President Bush’s focus on the continuing danger of another terrorist attack should remind Congress that America’s economic security continues to be at risk since no federal terrorism insurance backstop has been created, the American Insurance Association (AIA) said in reaction to the President’s Jan. 29 State of the Union speech.
“Thanks to the President’s leadership, the war is going well. But he was right to remind us that the terrorism threat remains, and we agree that the price of indifference could indeed be catastrophic,” said Robert E. Vagley, AIA President.
The insurance industry and other members of the business community are pushing Congress for a short-term co-insurance arrangement between the private insurance market and the federal government. The arrangement would have the federal government replace much-needed market capacity formerly provided by the reinsurance industry.
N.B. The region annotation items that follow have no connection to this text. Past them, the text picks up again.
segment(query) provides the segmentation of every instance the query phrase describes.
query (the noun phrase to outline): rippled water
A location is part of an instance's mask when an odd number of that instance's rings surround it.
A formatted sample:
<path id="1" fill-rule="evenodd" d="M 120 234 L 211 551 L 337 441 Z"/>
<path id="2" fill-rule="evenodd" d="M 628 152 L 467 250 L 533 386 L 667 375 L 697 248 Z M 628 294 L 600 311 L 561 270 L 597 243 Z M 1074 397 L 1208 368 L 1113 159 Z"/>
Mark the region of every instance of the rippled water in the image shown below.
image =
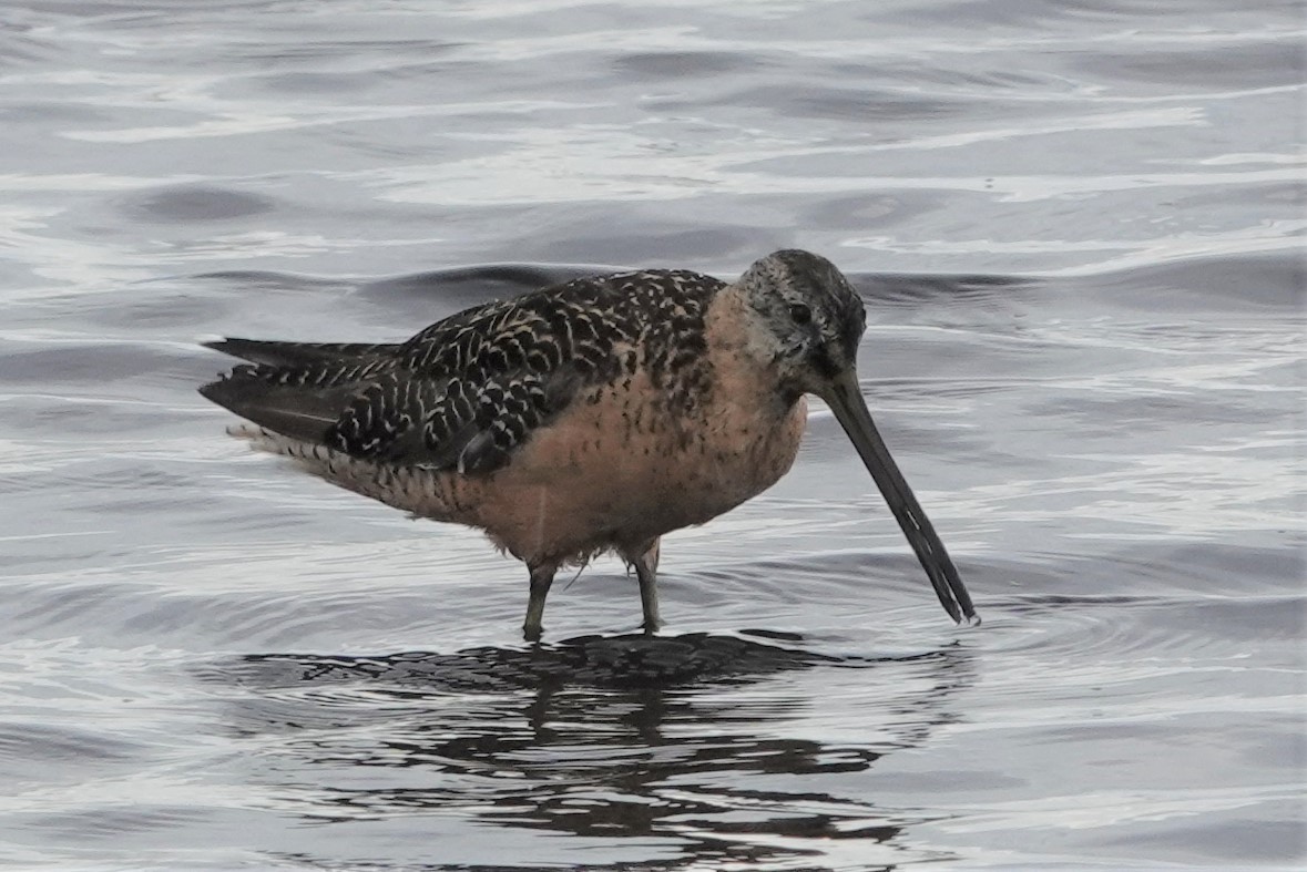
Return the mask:
<path id="1" fill-rule="evenodd" d="M 0 17 L 0 865 L 1294 868 L 1291 3 L 26 0 Z M 397 339 L 782 245 L 984 616 L 834 420 L 657 640 L 248 453 L 204 335 Z"/>

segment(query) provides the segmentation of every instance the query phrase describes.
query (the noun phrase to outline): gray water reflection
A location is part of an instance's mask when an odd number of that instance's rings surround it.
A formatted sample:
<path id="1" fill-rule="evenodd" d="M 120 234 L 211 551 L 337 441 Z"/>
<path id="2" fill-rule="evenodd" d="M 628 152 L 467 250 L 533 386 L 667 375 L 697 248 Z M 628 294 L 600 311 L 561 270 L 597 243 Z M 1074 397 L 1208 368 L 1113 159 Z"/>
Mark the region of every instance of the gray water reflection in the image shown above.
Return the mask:
<path id="1" fill-rule="evenodd" d="M 631 846 L 644 842 L 661 846 L 650 868 L 791 863 L 827 856 L 833 842 L 868 856 L 872 846 L 906 851 L 895 837 L 928 813 L 814 785 L 919 748 L 957 722 L 957 696 L 975 681 L 971 655 L 949 645 L 834 657 L 801 645 L 765 632 L 589 636 L 456 654 L 261 654 L 203 677 L 230 685 L 221 718 L 234 736 L 277 736 L 259 779 L 312 825 L 455 813 L 472 828 L 621 841 L 621 868 L 643 868 Z M 859 671 L 885 694 L 876 717 L 886 736 L 787 735 L 809 704 L 772 679 L 810 670 Z"/>

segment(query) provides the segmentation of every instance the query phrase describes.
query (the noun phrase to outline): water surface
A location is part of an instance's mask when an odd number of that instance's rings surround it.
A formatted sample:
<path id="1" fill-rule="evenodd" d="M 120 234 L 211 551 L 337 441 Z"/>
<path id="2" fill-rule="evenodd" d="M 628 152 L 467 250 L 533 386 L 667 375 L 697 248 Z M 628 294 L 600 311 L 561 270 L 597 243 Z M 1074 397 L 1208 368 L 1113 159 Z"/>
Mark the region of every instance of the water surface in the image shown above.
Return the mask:
<path id="1" fill-rule="evenodd" d="M 27 0 L 0 25 L 0 865 L 1297 868 L 1295 4 Z M 520 565 L 250 453 L 237 334 L 800 245 L 838 424 L 519 634 Z"/>

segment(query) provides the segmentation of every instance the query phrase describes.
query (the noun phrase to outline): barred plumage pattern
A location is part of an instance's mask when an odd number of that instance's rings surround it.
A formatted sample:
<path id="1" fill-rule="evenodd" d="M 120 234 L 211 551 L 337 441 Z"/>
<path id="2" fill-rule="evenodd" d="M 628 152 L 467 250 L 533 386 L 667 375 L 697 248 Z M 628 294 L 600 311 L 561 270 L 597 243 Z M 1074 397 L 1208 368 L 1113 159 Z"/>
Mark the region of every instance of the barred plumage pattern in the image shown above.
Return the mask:
<path id="1" fill-rule="evenodd" d="M 401 345 L 227 339 L 212 347 L 251 364 L 204 392 L 352 457 L 489 473 L 578 392 L 637 369 L 669 403 L 693 405 L 703 313 L 721 287 L 687 270 L 617 273 L 476 307 Z"/>

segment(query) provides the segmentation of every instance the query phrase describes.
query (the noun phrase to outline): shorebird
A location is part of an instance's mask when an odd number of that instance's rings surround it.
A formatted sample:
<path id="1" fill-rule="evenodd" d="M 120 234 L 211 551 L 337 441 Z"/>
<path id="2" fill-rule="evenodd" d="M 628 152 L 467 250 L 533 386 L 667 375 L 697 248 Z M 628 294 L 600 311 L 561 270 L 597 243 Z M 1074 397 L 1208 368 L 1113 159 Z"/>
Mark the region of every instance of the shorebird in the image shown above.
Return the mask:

“Congress needs to act, and act soon. Providing a federal backstop will help American consumers by making sure the companies they do business with, both large and small, can continue to grow and prosper,” Vagley said. “Lack of action means terrorism remains uninsurable because of the incalculable risk of potential terrorism losses.”
Many sectors of the American economy are beginning to feel the effects of the insurance crisis, with terrorism insurance now either difficult or impossible to obtain. Federal securities lawyers are even raising the prospect of whether a company’s lack of terrorism insurance coverage should have to be disclosed to investors as a potential ‘material risk.’
“With our economy still in recession and the danger of an attack remaining, the last thing we need to do is delay. Congress should pass an effective, market-based solution immediately,” Vagley said.